Addressing participants during the First Year Ministerial Performance Review Retreat on Monday in Abuja, Osinbajo admitted that the country could not continue with subsidizing petroleum for the citizens and the financial burden was taken a toll on the country’s earning and taxpayers money.

According to him, the citizens would have to endure the inconveniences as part of measures to augment the government’s effort in repositioning the country’s for greater efficiency by eliminating all loopholes of systemic corruption.

The Vice President revealed that President Muhammadu Buhari-led administration was not considering returning to the subsidy regime, saying the country could not afford to subsidize petroleum for Nigerians and that petroleum subsidy was not budgeted for in the review 2020 budget.

“The COVID-19 has led to a severe downturn in the funds available to finance our budget and has severely hampered our capacity.
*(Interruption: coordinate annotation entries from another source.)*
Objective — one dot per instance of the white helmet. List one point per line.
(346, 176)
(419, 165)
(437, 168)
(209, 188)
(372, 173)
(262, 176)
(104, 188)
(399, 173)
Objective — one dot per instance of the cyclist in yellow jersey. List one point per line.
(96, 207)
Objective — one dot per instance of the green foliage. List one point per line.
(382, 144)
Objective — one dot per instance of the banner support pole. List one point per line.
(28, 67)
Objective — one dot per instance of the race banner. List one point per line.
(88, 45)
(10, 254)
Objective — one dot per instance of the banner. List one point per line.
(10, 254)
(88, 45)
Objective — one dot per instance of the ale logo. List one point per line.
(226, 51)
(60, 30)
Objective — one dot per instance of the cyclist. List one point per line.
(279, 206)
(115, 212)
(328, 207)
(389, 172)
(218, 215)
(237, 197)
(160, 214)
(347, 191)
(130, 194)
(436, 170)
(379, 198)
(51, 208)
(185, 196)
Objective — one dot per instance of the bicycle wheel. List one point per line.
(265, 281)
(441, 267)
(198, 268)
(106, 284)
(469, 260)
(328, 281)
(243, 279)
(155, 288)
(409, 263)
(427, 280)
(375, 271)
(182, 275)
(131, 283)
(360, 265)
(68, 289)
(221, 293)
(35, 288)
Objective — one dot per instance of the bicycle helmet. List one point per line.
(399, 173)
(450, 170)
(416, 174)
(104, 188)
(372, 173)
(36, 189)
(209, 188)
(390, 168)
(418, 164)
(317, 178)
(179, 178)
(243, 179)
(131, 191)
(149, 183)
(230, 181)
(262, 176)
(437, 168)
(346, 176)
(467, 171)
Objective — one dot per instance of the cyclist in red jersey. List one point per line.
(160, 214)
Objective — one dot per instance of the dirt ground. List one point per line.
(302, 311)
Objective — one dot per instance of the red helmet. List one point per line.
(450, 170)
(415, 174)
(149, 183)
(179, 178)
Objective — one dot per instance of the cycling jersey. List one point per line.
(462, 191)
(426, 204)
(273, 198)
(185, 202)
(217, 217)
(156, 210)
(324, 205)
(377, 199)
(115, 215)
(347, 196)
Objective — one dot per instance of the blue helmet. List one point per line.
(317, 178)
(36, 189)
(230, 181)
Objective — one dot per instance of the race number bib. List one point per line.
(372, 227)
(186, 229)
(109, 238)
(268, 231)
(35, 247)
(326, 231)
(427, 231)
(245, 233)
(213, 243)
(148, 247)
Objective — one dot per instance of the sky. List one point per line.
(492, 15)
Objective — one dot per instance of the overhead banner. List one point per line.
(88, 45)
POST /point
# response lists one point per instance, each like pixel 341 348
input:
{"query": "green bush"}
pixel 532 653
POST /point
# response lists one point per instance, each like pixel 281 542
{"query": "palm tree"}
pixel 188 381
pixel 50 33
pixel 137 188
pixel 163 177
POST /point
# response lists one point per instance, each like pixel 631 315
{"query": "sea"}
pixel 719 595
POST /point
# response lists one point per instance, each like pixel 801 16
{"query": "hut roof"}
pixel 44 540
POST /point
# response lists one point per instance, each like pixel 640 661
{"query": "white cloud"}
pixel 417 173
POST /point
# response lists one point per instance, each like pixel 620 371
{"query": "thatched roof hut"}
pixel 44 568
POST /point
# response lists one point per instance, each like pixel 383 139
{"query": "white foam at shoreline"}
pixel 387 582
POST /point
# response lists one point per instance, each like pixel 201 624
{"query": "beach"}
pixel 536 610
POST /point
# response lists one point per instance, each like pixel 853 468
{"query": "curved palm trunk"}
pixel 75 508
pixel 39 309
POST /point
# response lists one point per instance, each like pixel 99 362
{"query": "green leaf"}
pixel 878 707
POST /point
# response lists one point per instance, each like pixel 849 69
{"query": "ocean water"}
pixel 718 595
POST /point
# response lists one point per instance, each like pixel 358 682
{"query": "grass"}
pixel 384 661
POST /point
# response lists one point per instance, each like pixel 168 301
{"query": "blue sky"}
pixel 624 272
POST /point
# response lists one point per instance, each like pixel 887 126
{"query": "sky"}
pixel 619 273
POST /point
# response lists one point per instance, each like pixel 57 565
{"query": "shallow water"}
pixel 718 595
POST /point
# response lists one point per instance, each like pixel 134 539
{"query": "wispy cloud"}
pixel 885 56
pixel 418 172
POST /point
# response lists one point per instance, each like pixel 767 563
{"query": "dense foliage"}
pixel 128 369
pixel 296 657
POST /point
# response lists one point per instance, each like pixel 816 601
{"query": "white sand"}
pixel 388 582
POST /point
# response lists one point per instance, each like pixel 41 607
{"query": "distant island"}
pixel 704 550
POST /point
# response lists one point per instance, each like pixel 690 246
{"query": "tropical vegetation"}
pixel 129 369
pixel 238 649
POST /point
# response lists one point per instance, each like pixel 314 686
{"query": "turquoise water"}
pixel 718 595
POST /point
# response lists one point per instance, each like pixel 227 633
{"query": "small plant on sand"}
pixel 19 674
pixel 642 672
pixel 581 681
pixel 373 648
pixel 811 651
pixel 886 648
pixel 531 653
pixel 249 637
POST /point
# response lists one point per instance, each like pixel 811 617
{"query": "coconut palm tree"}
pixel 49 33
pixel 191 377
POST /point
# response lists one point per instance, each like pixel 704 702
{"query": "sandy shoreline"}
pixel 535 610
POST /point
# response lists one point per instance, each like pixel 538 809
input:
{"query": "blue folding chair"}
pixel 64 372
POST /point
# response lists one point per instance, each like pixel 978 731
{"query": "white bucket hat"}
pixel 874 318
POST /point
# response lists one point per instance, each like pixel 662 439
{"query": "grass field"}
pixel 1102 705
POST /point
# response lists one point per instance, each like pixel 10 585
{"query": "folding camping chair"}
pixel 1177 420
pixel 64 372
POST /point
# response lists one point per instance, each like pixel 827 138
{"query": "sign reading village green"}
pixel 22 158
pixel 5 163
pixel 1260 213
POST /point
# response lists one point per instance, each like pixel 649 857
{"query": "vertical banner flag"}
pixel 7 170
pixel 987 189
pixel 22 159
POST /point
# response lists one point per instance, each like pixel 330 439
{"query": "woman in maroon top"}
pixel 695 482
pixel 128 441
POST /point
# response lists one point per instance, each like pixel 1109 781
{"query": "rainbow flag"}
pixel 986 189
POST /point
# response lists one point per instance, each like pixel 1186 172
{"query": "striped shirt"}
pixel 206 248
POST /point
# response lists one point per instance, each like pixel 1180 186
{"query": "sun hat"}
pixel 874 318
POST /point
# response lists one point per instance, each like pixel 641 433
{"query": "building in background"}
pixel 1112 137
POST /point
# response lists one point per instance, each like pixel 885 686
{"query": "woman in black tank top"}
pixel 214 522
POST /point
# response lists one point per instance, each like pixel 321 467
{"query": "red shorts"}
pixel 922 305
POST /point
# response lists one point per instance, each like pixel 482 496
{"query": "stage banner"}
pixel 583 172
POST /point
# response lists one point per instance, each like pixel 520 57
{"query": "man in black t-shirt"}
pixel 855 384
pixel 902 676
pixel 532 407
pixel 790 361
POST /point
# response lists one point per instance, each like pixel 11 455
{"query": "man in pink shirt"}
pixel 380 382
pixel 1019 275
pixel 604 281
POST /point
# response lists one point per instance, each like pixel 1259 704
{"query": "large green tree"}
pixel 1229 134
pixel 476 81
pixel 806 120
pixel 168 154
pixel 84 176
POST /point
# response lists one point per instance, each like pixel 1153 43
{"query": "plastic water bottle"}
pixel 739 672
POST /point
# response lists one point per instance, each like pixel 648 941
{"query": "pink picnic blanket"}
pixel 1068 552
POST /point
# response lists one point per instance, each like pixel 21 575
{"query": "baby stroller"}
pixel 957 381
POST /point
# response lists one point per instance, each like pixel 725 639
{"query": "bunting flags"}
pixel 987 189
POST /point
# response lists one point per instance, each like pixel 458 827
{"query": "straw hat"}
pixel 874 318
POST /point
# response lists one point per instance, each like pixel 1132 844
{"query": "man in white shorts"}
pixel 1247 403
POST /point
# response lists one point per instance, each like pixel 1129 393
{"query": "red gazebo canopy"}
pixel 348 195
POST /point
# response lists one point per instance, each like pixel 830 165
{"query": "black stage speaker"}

One of the steps we took at the beginning of the crisis in March when oil prices collapsed at the height of the global lockdown was the deregulation of the price of premium motor spirit such that the benefit of the lower prices at the time was passed on to consumers.

“The effect of the deregulation is that pump prices of petrol will change with the changes in global oil prices. This means quite regrettably that as oil prices go higher, we could see some increases in pump price. This is what has happened now when global prices rose, it meant that the prices of petrol locally will also go up. There are several negative consequences if the government should go back to the business of fixing or subsidizing petroleum or PMS prices.

“First of all, it will mean a return to the costly subsidy regime. Today, as we’ve heard, we have 60 percent less revenue. We simply cannot afford the cost. The second danger is the potential return of fuel queues which has thankfully become a thing of the past. Nigerians no longer have to endure long queues just to buy petrol often at highly inflated prices. Also, there is no provision for fuel subsidy in the revised 2020 budget simply because we are not able to afford such a cost. If reasonable provision must be made for health, education, and other social services, we simply cannot sustain petroleum subsidies.

“The recent service-based tariff adjustment by the discos has also been a source of concern to many of us. Let me say frankly like many Nigerians, I have been very unhappy with the service by many of the discos. But there are many constraints including poor transmission and distribution capacities. I’ve already signed off the first phase of the Siemens Project to address many of these issues.

“Because of the problems of the privatization exercise, the government has had to keep supporting the largely privatised electricity industry. So far, to keep the industry going, we have spent close to N1.7trn especially by way of supplementing tariff shortfalls. We simply do not have the resources at this time to continue in this way. And it will be grossly irresponsible to borrow to subsidize generation and distribution which are both privatised,” he said.

The government reaction followed lamentations and condemnations from Nigerians over increases in the price of fuel and electricity tariffs in the country.